Money can be used to place a value on goods and services. You exchange money for an equivalent value in goods and services
What is means of exchange (as a function of money)?
Money is used to sell, buy or trade goods and services. Money makes it simple to do this, otherwise you would have to swap products or services in order to trade (bartering)
What is store of value (as a function of money)?
Money has a value. It can be stored, for example in a bank, and then used in the future to buy goods and services
What is legal tender (as a function of money)?
Money is the legal means in which you use to pay. National currency for a country and official form of payment
Identify the main functions of money
Unit of account
Means of Exchange
Store of value
Legal tender
Name six factors that influence your view of money
Personal attitudes, life stages, culture, life events, external influences, interest rates
Name 6 reasons why it is important to plan expenditure?
Control costs. Avoid legal action and/or repossession of goods or your home. Remain solvent. Maintain a good credit rating. Avoid bankruptcy. Manage money to fund purchases.
Name 5 more reasons why it is important to plan expenditure?
Generate income and savings. Set financial targets and goals. Provide insurance against loss or illness. Counter the effects of inflation. Avoid getting into debt.
Three benefits of planning expenditure?
Good credit rating allows you to borrow money to fund large purchase. Money saved earns interest = income. Savings fund purchases and unexpected expenses.

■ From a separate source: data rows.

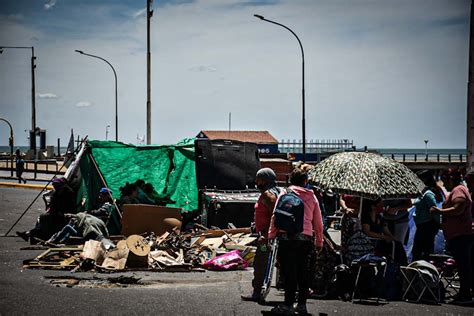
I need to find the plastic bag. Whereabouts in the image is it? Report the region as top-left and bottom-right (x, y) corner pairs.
(202, 250), (249, 271)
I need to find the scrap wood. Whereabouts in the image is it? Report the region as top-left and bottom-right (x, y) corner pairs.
(199, 228), (251, 238)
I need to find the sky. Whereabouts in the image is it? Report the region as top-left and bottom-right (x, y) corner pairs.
(0, 0), (471, 149)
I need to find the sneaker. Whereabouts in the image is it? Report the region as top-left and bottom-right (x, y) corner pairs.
(241, 292), (260, 302)
(16, 231), (29, 242)
(294, 304), (308, 315)
(270, 304), (294, 315)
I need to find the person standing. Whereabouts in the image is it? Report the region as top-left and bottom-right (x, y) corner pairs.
(268, 169), (323, 314)
(15, 149), (26, 184)
(431, 169), (473, 304)
(241, 168), (280, 302)
(412, 170), (444, 261)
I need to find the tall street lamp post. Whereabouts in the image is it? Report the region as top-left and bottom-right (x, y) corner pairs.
(0, 118), (14, 177)
(254, 15), (307, 162)
(75, 50), (118, 142)
(0, 46), (36, 156)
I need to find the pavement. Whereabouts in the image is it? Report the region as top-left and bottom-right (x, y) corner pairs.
(0, 187), (473, 315)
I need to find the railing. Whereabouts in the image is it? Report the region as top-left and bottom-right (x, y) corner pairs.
(0, 158), (65, 178)
(382, 153), (467, 163)
(279, 139), (354, 154)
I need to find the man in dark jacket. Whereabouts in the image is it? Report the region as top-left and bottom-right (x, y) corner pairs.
(17, 177), (76, 244)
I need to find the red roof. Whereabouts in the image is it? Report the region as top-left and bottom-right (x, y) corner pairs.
(197, 130), (278, 144)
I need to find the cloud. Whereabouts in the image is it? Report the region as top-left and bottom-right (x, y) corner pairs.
(44, 0), (57, 10)
(37, 93), (58, 99)
(75, 101), (93, 108)
(188, 65), (217, 72)
(132, 8), (147, 19)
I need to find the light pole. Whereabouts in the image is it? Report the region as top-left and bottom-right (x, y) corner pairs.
(254, 14), (306, 162)
(106, 124), (111, 140)
(424, 139), (429, 161)
(75, 50), (118, 142)
(0, 118), (14, 177)
(146, 0), (153, 144)
(0, 46), (36, 156)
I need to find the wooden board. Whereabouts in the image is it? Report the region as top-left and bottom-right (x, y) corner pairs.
(122, 204), (182, 236)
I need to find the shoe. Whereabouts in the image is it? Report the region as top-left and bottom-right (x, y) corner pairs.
(241, 292), (260, 302)
(16, 231), (29, 242)
(270, 304), (294, 315)
(294, 304), (308, 315)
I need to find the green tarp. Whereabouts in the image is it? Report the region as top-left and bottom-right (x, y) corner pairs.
(77, 139), (198, 213)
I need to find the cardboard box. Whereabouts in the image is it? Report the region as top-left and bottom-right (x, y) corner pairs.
(121, 204), (182, 236)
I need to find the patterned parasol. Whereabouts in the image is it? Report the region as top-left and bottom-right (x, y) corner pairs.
(308, 151), (425, 200)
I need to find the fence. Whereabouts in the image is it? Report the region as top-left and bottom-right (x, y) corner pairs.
(278, 139), (354, 154)
(0, 157), (65, 179)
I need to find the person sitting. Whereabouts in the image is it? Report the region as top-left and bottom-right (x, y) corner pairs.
(138, 182), (158, 205)
(17, 177), (76, 244)
(361, 199), (407, 265)
(117, 182), (139, 209)
(48, 212), (109, 245)
(86, 187), (121, 235)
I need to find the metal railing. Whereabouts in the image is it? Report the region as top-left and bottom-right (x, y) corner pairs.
(0, 158), (65, 178)
(382, 153), (467, 163)
(279, 139), (354, 154)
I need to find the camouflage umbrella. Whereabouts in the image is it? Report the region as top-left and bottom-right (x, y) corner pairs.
(308, 151), (424, 200)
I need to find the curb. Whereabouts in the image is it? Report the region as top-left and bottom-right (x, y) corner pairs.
(0, 182), (53, 190)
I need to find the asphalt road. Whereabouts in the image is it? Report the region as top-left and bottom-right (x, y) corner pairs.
(0, 187), (472, 315)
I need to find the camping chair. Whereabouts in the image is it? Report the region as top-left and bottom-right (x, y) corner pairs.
(427, 254), (459, 300)
(400, 261), (441, 304)
(351, 254), (387, 303)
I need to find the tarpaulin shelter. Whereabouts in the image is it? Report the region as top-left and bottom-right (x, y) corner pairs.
(65, 139), (198, 214)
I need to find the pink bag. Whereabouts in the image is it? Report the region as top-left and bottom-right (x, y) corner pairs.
(203, 250), (249, 271)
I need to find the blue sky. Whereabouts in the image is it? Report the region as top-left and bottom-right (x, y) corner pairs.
(0, 0), (470, 148)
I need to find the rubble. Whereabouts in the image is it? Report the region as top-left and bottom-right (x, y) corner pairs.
(23, 226), (256, 273)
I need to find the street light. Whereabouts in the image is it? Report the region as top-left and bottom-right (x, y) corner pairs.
(254, 14), (307, 162)
(0, 118), (14, 177)
(424, 139), (429, 161)
(106, 124), (111, 140)
(75, 50), (118, 142)
(0, 46), (36, 155)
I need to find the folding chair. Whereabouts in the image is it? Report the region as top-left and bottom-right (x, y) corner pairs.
(400, 266), (441, 304)
(351, 256), (387, 303)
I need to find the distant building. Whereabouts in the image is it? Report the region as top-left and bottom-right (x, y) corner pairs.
(196, 130), (279, 154)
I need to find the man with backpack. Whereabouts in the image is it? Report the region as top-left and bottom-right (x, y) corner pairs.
(268, 168), (323, 314)
(241, 168), (281, 302)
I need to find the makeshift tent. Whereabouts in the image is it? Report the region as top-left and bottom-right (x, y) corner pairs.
(66, 139), (198, 214)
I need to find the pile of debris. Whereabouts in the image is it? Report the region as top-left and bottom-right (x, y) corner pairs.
(23, 227), (256, 273)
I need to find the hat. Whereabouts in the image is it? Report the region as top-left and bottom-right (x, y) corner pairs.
(52, 177), (67, 185)
(99, 187), (112, 195)
(256, 168), (276, 181)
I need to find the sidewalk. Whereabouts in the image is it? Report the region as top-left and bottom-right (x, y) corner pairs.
(0, 181), (52, 190)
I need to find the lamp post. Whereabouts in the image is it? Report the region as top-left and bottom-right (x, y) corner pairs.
(254, 14), (306, 162)
(146, 0), (153, 144)
(424, 139), (429, 161)
(0, 46), (36, 156)
(106, 124), (111, 140)
(75, 50), (118, 142)
(0, 118), (14, 177)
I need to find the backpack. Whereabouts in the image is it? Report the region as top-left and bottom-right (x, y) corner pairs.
(273, 188), (305, 234)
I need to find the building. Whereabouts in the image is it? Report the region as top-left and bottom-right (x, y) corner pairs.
(196, 130), (279, 154)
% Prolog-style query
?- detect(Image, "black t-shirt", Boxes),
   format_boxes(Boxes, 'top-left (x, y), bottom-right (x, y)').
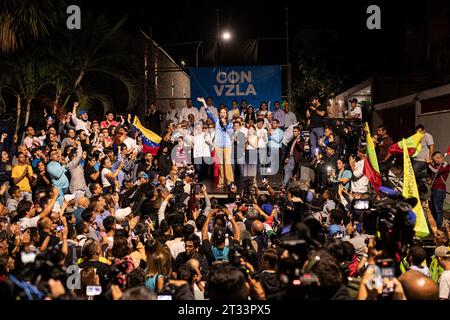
top-left (35, 172), bottom-right (51, 191)
top-left (84, 164), bottom-right (98, 185)
top-left (310, 104), bottom-right (327, 128)
top-left (78, 260), bottom-right (111, 286)
top-left (37, 231), bottom-right (61, 248)
top-left (145, 111), bottom-right (164, 135)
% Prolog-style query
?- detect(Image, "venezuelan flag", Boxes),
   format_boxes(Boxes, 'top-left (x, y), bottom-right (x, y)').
top-left (132, 116), bottom-right (162, 156)
top-left (363, 122), bottom-right (382, 194)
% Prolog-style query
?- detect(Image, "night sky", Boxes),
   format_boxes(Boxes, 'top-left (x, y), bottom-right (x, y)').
top-left (84, 0), bottom-right (428, 89)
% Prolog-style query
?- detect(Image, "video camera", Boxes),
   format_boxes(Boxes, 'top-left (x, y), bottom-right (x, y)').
top-left (228, 235), bottom-right (258, 281)
top-left (241, 179), bottom-right (257, 206)
top-left (356, 187), bottom-right (417, 271)
top-left (277, 239), bottom-right (320, 300)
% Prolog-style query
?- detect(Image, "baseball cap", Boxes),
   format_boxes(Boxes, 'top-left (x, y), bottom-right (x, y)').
top-left (115, 207), bottom-right (132, 221)
top-left (310, 95), bottom-right (319, 101)
top-left (261, 203), bottom-right (273, 216)
top-left (328, 224), bottom-right (344, 239)
top-left (79, 110), bottom-right (88, 116)
top-left (138, 172), bottom-right (149, 180)
top-left (434, 246), bottom-right (450, 258)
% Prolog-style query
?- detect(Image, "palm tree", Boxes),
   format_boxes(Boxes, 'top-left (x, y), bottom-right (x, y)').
top-left (47, 14), bottom-right (139, 114)
top-left (0, 54), bottom-right (54, 142)
top-left (0, 0), bottom-right (66, 53)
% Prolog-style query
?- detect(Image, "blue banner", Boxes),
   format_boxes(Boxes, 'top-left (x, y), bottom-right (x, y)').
top-left (189, 65), bottom-right (281, 109)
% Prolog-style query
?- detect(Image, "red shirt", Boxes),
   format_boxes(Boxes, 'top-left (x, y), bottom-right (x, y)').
top-left (101, 120), bottom-right (119, 128)
top-left (429, 161), bottom-right (449, 190)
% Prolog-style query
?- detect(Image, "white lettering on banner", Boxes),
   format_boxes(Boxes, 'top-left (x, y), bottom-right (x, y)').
top-left (214, 86), bottom-right (224, 96)
top-left (216, 72), bottom-right (228, 84)
top-left (214, 70), bottom-right (257, 97)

Five risks of not planning expenditure?
Getting into debt because you cannot pay bills. Having insufficent funds for loan repayments. Repossession (losing goods) or legal action (loans). Poor credit rating. Can’t save for the future.
Name as many payment methods as you can.
Cash, Debit card, Credit card, Cheque, Electronic transfer. Direct debit. Standing order. Prepaid card. Contactless card. Charge card. Store card. Mobile banking. BACS. Faster Payments. CHAPS.

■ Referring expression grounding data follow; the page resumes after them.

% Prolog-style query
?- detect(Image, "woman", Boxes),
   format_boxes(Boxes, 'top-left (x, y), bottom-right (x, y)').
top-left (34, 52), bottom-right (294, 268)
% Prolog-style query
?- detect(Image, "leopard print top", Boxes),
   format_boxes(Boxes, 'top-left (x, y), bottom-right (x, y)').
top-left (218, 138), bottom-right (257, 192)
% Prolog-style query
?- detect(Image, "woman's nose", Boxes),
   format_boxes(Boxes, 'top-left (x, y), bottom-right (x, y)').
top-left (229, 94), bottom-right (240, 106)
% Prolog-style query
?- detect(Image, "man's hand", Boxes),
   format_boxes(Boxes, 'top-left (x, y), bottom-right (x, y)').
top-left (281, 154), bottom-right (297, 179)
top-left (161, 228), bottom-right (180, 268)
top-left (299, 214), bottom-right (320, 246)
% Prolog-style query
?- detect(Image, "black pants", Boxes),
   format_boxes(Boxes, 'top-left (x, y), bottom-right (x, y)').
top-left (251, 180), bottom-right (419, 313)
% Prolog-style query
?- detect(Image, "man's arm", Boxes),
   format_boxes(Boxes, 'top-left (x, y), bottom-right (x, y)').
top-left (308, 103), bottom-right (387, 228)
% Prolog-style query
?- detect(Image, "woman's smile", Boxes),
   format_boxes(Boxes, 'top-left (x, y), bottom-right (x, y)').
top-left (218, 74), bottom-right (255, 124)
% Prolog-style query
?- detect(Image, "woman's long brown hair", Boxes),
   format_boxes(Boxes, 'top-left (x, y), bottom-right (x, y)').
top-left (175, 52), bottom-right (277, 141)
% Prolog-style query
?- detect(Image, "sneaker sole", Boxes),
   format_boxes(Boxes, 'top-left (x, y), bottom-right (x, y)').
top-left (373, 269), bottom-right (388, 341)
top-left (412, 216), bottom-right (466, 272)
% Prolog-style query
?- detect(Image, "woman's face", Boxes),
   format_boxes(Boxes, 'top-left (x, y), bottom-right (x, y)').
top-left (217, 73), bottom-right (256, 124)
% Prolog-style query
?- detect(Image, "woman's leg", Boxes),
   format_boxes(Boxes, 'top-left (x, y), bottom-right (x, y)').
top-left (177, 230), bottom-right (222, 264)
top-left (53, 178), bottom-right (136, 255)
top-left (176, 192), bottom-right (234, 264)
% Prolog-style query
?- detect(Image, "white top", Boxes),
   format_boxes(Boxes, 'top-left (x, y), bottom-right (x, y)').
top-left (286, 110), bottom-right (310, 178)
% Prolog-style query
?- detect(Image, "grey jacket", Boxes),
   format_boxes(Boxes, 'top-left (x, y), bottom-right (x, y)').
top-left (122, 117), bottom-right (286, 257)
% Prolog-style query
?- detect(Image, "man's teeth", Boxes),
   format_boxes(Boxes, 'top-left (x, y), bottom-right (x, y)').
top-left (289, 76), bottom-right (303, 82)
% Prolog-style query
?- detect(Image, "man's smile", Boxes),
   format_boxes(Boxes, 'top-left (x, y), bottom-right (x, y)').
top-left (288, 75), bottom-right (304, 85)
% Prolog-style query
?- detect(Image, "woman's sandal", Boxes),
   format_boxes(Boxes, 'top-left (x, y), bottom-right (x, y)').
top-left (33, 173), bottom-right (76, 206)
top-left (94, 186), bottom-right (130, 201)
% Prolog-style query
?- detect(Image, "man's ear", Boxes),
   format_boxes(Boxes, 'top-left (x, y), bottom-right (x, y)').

Benefits and drawbacks of cash (notes)
Accepted in most places. Can be stolen or counterfeited. Cannot be used for online purchases.

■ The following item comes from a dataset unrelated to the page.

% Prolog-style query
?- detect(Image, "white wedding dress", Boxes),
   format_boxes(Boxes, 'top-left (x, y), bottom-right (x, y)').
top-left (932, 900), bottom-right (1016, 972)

Benefits and drawbacks of debit card (issued by banks)
Payment is taken directly from cardholders bank account. Secure method. Contactless cards can be used for small amounts. Small risk of cardholder overspending. Online purchases may encourage overspending. Risk of hacking.
Benefits and drawbacks of credit cards (issued by banks and financial companies)
Paid for directly by card issuer. Short interest free period, usually a month. Interest charged on outstanding after this period. Risk of overspending=debt. Risk of hacking. Some retailers may charge a fee for payment on credit card.
Benefits and drawbacks of cheque (issued to bank customers)
Written order to pay a sum of money from a bank account to payee. Secure method- only payee can cash cheque. Once cashed, it takes 3 days for money to enter bank account. Although still widely used, some retailers no longer accept cheques.
Benefits and drawbacks of electronic transfer (direct payment)
Payment is made directly between bank accounts. Easy to set up and use. Instant transfer. Bank details of third party must be correct, otherwise transfer will not take place.
Benefits and drawbacks of direct debit (an instruction to pay)
An instruction to a bank authorising payee collect varying amounts of money from payers. Simple way to pay regular bills - amount deducted automatically from payers bank account. Payee may vary amounts=difficult to plan. Must have sufficient funds
Benefits and drawbacks of standing order (an instruction to pay)
Regular set payments to payee. Payments do not change, allowing the payer to plan expenditure. Payments automatic and continue until cancelled by payer. Must have sufficent funds.
Benefits of prepaid cards (cash loaded onto a card which can be used to make purchases)
Widely accepted by retailers. Cannot spend more than the amount of cash=helps control expenditure. If lost or stolen=cash on card is lost. Some have set up and transaction fees.
Benefits and drawbacks of contactless cards - payment is made when card touches terminal
Fast, easy and secure. Usually for amounts less than £30. Cardholder can lose track of how much they are spending.
Benefits and drawbacks of charge cards - issued by financial companies
A short term, interest free loan. Cardholder can buy goods/services immediatley but balance must be paid in full at the end of month. Annual fee is payable, charge card companies require to have a certain level of annual income.
Benefits and drawbacks of store cards - issued by retailers.
Similar to credit card - only accepted by store that issues it. May benefit from dicounts and loyalty schemes. Interest payable on balance unless paid off in full every month. Risk of overspending=debt.
Benefits and drawbacks of mobile banking - online banking using an app
Account holder manages through smartphone/tablet. Check balances, make payments and transfers. Secure, can be used wherever the holder has access to internet. Service limited compared with internet banking. Full range of services restricted.
BACS and Faster Payment - electronic payment from one bank account to another.
BACS - takes three days to transfer payment from one account to the other. Faster Payments - transfer takes place within two hours. Usually no fee.